Perché? Perché? Mi rispondi?”
(grazie,
maestra di religione; il prossimo passo sarà il serpente che parla nel giardino
dell’Eden. A nemmeno 5 anni. Urgono ripetizioni di Corrado Augias).
Insomma,
una giornata tipo, da concludere con le ripetizioni di raccolta differenziata
da parte dell’ingegnere cattocomunista.
Poi ci
ripenso immediatamente, non tutti hanno il fisico per queste cose.
Ad
esempio, alla fine di una lunga giornata, chi potrebbe gestirsi la seguente
domanda di Diegoarmando, sdraiato nel suo lettino: “mamma…ma noi ce l’abbiamo
la lingua sarda?” ?
Lo
guardo, perplessa. Lui insiste: “ce l’abbiamo o no?”
Non so
che rispondergli. Devo spiegargli che l’egemonia culturale è anche politica?
Per quanto il ragazzino sia sveglio, eviterei di appesantirlo fin d’ora, cuore
di mamma. Ci sarà tempo.
Mentre
Giggirriva mi osserva con i suoi enormi occhioni verdoni,aspettando con
commovente e malriposta fiducia una spiegazione, rispondo che abbiamo la lingua
sarda e quella italiana, e che di solito utilizziamo quest’ultima: siamo,
insomma, biechi fiancheggiatori dipendentisti dell’Italia coloniale.
(111!!11ù).
Diegoarmando
mi guarda: per lui il dipendentismo significa
aver ancora bisogno di mamma e papà (in proporzioni e per mansioni diverse,
s’intende: il lavoro intellettuale è demandato al maschio, le decisioni
cruciali alla femmina alfa). Ma è ancora, e probabilmente sarà sempre, un
rapporto reciproco, un legame di differenze nell’unità, le diverse parti di un
tutt’uno che ne nostro caso si chiama famiglia, e negli altri…boh, mi sono un
po’ persa. E sono solo le nove di sera, a
bellu puntu.
La verità
è che ci sono momenti, nella vita, in cui siamo noi ad aver più bisogno dei figli di
quanto loro abbiano bisogno di noi. Non è solo questione di baci, abbracci,
leccatine e sorrisetti, ma di ancoraggio alla terra; di necessità immediate e
iper-reali (come un dentino traballante, un sederone da pulire o una
spiegazione da dare) che allo stesso tempo ci ispirano e ci de-limitano nel
nostro Ego.
Sarà mica
la stessa storia nostra, di tutti noi, intendo? I bambini piccoli non capiscono
le metafore, ma solo la stringente logica della realtà.
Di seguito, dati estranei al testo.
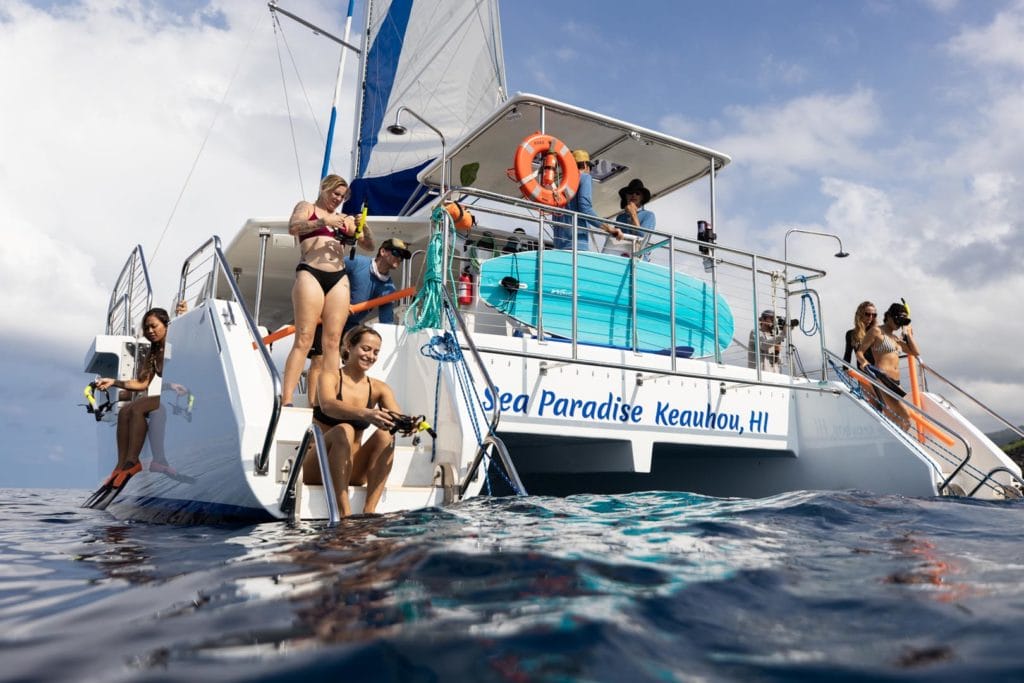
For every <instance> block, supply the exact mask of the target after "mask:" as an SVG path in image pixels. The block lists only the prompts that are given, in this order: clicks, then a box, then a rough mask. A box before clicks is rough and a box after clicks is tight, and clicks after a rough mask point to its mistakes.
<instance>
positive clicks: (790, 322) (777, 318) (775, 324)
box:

Sarebbe bello se fosse
lo stesso per la politica, che ha sempre un sacco di tempo da perdere, invece.
Consiglierei una bella passata di nani quattrenni e necessità impellenti.
E’ tardi,
i nani dovrebbero dormire e quella domanda aleggia sempre nell’aria: “noi ce
l’abbiamo, la lingua sarda?”
Rispondo,
stremata, che abbiamo quella italiana. E Diegoarmando, a cui non sfugge nulla,
ribatte: “e se chiudiamo la bocca, poi non ce l’abbiamo più?”